CVE-2022-34472 is a security vulnerability discovered in Firefox and Firefox ESR browsers that was disclosed on June 28, 2022. The vulnerability affects the browser's handling of PAC (Proxy Auto-Configuration) files and OCSP (Online Certificate Status Protocol) requests. When a PAC URL is configured but the server hosting the PAC file is unreachable, OCSP requests are blocked, resulting in incorrect error pages being displayed (Mozilla Advisory).

The vulnerability stems from a condition where GetIsPACLoading always returns true when the PAC file is not reachable, which blocks OCSP requests from being sent. This affects the browser's ability to verify certificate revocation status, potentially allowing access to sites with revoked certificates. The issue was assigned a moderate severity rating and was fixed by implementing a mechanism to clear the PAC loader when the load fails (Mozilla Bug).

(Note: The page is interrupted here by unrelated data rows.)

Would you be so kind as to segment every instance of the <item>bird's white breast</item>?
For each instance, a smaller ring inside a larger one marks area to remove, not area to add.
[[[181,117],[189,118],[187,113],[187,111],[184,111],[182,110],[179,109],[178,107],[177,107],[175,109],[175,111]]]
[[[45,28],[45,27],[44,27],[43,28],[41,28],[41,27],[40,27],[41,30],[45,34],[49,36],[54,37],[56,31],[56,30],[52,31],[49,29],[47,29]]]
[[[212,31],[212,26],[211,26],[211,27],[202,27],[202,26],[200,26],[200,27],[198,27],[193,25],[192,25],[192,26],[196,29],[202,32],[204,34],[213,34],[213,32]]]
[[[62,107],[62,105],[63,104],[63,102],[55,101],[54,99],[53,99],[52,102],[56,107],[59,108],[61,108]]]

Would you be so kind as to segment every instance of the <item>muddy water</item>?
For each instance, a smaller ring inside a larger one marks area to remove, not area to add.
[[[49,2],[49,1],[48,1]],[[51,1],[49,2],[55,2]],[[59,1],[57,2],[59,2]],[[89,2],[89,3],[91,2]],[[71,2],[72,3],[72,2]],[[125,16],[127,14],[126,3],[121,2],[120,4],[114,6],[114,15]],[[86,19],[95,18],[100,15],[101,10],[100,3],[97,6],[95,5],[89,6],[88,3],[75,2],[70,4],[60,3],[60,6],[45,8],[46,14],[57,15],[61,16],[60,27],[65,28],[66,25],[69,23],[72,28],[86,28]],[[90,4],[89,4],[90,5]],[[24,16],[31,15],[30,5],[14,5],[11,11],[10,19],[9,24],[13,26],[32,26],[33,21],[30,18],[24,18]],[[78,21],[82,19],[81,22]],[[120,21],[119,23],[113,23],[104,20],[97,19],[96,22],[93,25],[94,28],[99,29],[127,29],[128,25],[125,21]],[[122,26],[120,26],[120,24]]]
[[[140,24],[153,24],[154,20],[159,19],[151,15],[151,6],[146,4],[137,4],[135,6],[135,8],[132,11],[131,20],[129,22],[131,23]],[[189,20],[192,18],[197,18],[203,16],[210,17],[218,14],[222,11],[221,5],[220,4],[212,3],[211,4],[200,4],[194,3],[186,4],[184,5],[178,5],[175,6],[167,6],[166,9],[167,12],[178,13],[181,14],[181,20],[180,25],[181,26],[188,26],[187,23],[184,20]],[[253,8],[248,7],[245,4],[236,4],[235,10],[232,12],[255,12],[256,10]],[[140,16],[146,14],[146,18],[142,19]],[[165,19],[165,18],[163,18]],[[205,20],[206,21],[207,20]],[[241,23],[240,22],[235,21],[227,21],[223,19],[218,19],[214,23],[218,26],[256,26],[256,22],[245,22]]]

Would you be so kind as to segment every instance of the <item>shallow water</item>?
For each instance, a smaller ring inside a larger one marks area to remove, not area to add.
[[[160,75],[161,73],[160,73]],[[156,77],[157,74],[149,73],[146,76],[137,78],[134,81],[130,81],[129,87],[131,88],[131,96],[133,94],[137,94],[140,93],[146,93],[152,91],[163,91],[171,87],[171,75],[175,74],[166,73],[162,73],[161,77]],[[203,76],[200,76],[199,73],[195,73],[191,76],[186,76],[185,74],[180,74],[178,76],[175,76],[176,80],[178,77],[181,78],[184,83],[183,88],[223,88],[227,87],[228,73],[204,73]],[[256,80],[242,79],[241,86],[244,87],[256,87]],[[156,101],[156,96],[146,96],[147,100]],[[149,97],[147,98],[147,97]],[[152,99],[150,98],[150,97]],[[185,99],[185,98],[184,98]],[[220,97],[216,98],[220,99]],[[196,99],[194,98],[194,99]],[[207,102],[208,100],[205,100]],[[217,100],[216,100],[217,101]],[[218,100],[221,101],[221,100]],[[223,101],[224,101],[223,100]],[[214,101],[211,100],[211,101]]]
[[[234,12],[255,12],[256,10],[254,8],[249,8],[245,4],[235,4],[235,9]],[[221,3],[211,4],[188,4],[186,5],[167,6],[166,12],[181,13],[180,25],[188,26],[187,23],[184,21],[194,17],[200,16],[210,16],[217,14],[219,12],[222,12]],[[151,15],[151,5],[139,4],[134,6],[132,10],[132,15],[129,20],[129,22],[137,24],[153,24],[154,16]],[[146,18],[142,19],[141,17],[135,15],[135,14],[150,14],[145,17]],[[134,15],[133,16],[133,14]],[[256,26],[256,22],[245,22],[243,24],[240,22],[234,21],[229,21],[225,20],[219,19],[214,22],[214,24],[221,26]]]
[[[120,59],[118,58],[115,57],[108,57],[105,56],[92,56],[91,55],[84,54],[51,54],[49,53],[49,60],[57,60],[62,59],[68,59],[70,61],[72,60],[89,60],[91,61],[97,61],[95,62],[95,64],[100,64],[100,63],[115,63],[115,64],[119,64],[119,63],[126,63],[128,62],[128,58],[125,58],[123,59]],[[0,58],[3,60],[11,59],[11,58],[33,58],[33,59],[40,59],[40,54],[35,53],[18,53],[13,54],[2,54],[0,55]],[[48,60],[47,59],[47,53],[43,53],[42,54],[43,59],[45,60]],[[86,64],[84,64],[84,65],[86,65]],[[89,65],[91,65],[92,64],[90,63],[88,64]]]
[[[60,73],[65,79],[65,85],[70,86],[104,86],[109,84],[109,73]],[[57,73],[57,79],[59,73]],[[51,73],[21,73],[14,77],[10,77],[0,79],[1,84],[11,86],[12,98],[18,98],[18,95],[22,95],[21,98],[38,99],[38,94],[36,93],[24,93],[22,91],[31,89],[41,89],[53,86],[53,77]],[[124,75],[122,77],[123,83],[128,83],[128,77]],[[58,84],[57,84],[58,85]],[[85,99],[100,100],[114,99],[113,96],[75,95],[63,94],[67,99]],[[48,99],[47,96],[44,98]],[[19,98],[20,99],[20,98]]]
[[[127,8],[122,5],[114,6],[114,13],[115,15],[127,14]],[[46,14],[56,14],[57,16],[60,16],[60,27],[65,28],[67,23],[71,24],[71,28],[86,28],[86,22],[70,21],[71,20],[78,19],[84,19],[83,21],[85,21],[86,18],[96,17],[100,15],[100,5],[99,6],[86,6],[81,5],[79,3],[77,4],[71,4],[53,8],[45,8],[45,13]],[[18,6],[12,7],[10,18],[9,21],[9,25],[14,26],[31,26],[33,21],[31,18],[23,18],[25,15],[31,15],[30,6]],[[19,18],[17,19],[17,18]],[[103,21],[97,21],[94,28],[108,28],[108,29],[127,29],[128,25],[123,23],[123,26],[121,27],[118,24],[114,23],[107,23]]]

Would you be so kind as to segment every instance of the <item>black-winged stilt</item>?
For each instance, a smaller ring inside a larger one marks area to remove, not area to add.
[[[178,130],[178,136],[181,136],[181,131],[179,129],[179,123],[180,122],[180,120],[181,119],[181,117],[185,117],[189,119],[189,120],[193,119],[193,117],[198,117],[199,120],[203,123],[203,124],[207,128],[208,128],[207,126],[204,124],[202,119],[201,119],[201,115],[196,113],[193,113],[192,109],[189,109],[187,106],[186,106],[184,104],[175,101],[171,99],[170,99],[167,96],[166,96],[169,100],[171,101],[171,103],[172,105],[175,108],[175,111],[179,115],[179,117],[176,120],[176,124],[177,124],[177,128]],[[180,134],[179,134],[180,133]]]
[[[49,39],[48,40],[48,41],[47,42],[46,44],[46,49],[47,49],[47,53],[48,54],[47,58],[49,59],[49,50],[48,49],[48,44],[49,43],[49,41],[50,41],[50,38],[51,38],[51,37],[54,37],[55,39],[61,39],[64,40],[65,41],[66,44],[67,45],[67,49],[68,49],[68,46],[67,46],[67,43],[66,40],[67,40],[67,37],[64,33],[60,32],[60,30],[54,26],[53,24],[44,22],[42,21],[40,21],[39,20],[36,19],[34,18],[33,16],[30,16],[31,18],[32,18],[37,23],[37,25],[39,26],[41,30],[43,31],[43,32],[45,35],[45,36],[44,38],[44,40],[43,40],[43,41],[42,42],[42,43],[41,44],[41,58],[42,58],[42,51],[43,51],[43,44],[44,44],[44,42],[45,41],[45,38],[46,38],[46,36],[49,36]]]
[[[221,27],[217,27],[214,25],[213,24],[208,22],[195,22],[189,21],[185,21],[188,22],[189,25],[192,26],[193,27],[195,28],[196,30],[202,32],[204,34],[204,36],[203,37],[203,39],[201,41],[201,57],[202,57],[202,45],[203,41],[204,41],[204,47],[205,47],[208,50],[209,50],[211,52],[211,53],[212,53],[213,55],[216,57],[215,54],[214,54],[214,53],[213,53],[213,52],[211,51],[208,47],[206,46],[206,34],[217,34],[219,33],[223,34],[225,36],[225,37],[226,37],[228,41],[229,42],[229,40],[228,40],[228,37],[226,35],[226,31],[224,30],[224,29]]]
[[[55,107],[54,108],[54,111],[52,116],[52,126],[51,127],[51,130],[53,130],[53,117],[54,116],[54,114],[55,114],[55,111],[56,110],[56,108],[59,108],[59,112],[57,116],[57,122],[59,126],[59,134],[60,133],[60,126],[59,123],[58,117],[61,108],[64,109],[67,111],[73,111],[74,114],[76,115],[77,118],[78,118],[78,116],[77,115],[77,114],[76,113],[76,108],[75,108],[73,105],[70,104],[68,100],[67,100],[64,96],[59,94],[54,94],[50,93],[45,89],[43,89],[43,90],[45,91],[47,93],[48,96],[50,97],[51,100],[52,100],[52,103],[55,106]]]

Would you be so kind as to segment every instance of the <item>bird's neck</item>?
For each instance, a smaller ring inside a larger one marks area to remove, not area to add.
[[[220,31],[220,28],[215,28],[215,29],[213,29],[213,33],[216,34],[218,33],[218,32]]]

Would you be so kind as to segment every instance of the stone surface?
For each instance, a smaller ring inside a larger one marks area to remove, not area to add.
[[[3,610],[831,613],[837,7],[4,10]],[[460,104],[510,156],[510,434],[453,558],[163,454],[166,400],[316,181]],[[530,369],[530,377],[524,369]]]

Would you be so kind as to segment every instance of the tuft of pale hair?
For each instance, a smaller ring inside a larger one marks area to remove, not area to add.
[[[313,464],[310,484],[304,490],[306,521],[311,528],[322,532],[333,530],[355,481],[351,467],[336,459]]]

When exploited, this vulnerability prevents OCSP requests from being made when a PAC file is unreachable, which could result in users being able to access websites with revoked SSL certificates. This bypasses an important security mechanism that helps protect users from accessing potentially compromised websites (Mozilla Advisory).

The vulnerability was fixed in Firefox 102, Firefox ESR 91.11, and Firefox ESR 102. The fix involves clearing the PAC loader when the load fails, allowing OCSP requests to proceed normally. Users are advised to upgrade to these or later versions to receive the security fix (Mozilla Advisory, Mozilla Bug).